Not surprisingly, the focus is again heavily on Amazon. However, just as in the other states where such laws were enacted, (a) it isn’t Amazon, but in-state consumers who will have to pay the tax, and (b) it isn’t Amazon (alone) who will suffer, but thousands of small businesses [see my article on it here] that Indiana- and Florida-based affiliate marketers run.

I have just analyzed an affiliate database in an established affiliate program that I manage; and in a 7-year-old program, affiliates from Indiana and Florida represent 1.7% and 9% (of the whole number of affiliates aboard) respectively. This amounts to nearly half a thousand of small businesses; but this is only in one fairly niche affiliate program.

4 thoughts on “Indiana and Florida Face Prospects of Affiliate Nexus (Amazon) Tax”

  1. This one should be a concern to the industry for sure as Florida is a biggie in terms of affiliate count and revenue generated in a lot of programs. Our affiliates at Fanatics are fortunate, and wont be affected as we’re Florida based and already collecting tax on sales made in state, but I’m worried about the livelihood of Florida based affiliates that will soon start getting pink slipped by out of state merchants if the tide can’t be turned, a Federal solution reached, or a Affidavit workaround crafted.

    1. Continuing with my above-quoted example, the number of Florida-based affiliates in the program that I was analyzing is, actually, larger than their number in any of the other nexus tax states. It is, in fact, larger than all our California and New York affiliates combined. Should the FL bill turn into a law, the effect may be drastic.

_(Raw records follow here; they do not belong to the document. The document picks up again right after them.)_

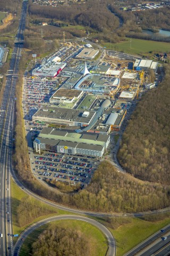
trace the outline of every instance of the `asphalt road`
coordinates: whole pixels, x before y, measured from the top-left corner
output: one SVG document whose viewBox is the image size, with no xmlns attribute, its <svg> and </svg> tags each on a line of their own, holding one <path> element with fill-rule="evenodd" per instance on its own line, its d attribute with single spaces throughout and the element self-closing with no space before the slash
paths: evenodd
<svg viewBox="0 0 170 256">
<path fill-rule="evenodd" d="M 151 256 L 154 253 L 154 255 L 165 255 L 164 253 L 167 250 L 167 246 L 164 248 L 164 246 L 167 245 L 168 249 L 169 249 L 170 225 L 167 225 L 162 230 L 164 230 L 164 232 L 159 230 L 126 253 L 124 256 Z M 167 237 L 167 239 L 164 241 L 163 237 L 165 236 Z"/>
<path fill-rule="evenodd" d="M 23 2 L 21 19 L 19 26 L 17 39 L 23 40 L 25 28 L 27 2 Z M 10 172 L 12 169 L 12 153 L 13 138 L 14 113 L 15 109 L 15 86 L 19 63 L 22 44 L 15 44 L 12 53 L 9 69 L 2 103 L 0 108 L 0 256 L 11 255 L 13 250 L 11 187 Z"/>
<path fill-rule="evenodd" d="M 14 247 L 14 256 L 19 255 L 20 248 L 22 246 L 22 243 L 23 243 L 24 240 L 29 234 L 32 232 L 33 230 L 50 221 L 54 221 L 55 220 L 82 220 L 97 227 L 105 234 L 106 238 L 107 239 L 109 246 L 108 253 L 107 254 L 108 256 L 114 256 L 115 255 L 116 246 L 114 238 L 112 233 L 107 228 L 106 228 L 105 226 L 101 224 L 100 222 L 96 221 L 96 220 L 90 219 L 89 218 L 84 217 L 80 215 L 64 215 L 60 216 L 55 216 L 53 217 L 45 219 L 33 224 L 31 226 L 29 227 L 29 228 L 26 229 L 22 233 L 21 233 L 21 235 L 17 240 L 17 242 Z"/>
</svg>

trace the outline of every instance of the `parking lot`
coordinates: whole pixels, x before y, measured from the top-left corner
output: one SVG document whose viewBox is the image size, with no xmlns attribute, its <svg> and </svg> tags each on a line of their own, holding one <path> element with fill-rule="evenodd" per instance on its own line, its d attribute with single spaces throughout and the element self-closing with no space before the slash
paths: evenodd
<svg viewBox="0 0 170 256">
<path fill-rule="evenodd" d="M 39 179 L 84 185 L 89 183 L 99 163 L 89 156 L 45 152 L 42 155 L 35 155 L 32 164 Z"/>
</svg>

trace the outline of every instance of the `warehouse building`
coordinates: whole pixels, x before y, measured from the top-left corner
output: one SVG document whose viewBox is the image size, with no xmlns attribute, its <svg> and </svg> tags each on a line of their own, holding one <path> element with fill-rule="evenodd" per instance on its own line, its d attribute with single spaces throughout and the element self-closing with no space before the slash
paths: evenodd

  2. Pingback: Marketing Day: February 6, 2013

  3. The State of Minnesota also has Affiliate Nexus on the table and with a Democratic super majority it will likely pass. The effort here has been beaten back for the past two years lead by the PMA, however this year the PMA isn’t engaged and Amazon reportedly hasn’t hired a lobbyist as they have in the past. A recent Survey USA poll of Minnesotans reflected a 61% unfavorable regarding online purchase taxation. Small retailers, Best Buy, and Target both headquartered in Minnesota are lined up pushing this under the guise of “fairness”. In this affiliates opinion the motivation is fear of Amazon, and I doubt this will impact the consumers desire for the convenience of online shopping. It’s an age old tactic to cry “unfair” when you can’t compete on the basis of your value proposition.

    A National solution is desperately needed by the thousands of Affiliates that are being plowed under by State Governments that can’t control their appetite for spending.